The Solicitor General also highlighted ambiguities within the legal framework itself, particularly Section 34 of the Arbitration and Conciliation Act, which governs the grounds for challenging an arbitral award. He argued that terms like 'patent illegality' and 'perversity' are inherently subjective and lack clear, objective criteria. This vagueness, he opined, leads to inconsistent judicial interpretations and prolonged legal battles over the finality of awards, effectively turning the courts into appellate forums for arbitration. While he floated the idea of a specialised tribunal to handle Section 34 challenges, he remained cautious, noting that "tribunalisation has not worked well in India so far."
The Challenge of Artificial Intelligence in Arbitration
Looking to the future, Mehta raised a pressing concern regarding the integration of artificial intelligence in the arbitral process. He warned against the outsourcing of core judicial functions to AI tools like ChatGPT, referencing foreign instances where such technology was allegedly used to draft awards.
This practice, he contended, directly contravenes the statutory requirement of a "reasoned award."
“Arbitral award has to be a reasoned award and the word 'reasoned award' would necessarily mean reason of the arbitrator. If you outsource your core judicial function, the award suffers from patent illegality,” he warned.
His comments underscore a growing debate at the intersection of law and technology: how to leverage AI for efficiency without compromising fundamental legal principles like judicial application of mind and the integrity of the decision-making process.
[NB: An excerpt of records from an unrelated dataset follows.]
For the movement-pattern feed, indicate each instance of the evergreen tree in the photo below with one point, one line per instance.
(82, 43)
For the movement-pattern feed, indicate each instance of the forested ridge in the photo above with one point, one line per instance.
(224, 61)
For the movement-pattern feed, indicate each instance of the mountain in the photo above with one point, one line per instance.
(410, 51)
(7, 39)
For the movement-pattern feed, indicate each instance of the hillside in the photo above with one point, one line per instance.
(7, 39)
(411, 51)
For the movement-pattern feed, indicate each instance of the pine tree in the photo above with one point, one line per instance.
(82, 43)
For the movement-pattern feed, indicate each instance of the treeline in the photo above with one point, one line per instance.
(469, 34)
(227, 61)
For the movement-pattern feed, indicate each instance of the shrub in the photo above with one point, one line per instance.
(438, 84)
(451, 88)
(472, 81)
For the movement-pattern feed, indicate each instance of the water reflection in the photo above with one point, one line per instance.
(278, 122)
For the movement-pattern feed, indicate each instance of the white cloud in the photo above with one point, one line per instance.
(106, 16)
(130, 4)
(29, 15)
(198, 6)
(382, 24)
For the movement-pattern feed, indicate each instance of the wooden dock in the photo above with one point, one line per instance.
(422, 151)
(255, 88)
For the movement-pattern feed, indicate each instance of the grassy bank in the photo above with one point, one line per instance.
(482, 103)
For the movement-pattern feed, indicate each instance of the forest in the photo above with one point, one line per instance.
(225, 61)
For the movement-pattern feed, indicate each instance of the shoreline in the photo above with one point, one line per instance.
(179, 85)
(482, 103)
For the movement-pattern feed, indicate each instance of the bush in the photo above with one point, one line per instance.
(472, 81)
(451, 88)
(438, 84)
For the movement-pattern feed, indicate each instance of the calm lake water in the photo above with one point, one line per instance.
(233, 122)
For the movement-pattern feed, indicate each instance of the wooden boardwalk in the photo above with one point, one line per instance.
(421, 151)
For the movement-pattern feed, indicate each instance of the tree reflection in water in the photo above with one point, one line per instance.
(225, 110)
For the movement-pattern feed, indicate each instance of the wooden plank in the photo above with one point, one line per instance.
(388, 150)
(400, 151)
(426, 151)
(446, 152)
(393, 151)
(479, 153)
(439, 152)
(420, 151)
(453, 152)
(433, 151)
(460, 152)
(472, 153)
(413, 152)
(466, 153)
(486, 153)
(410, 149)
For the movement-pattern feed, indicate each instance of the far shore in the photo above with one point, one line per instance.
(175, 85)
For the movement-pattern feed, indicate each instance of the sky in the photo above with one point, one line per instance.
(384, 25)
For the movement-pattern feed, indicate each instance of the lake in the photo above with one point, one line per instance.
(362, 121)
Conclusion: A Call for a Cultural and Institutional Shift
The Solicitor General's comprehensive critique was not merely a list of grievances but a call to action for all stakeholders—legislators, judges, arbitrators, and practitioners. He stressed that while integrity cannot be legislated, the system can and must create robust safeguards to ensure fairness and impartiality.
His speech signals a potential inflection point for arbitration in India. As the country aims to establish itself as a global hub for international commercial arbitration, the issues of integrity, transparency, and efficiency are paramount. The proposed legislative amendments, coupled with a necessary cultural shift towards greater ethical accountability, will be crucial in determining whether arbitration can reclaim its status as a credible, efficient, and just alternative to conventional litigation. The legal community now watches keenly to see how these powerful observations will translate into concrete policy and legislative action.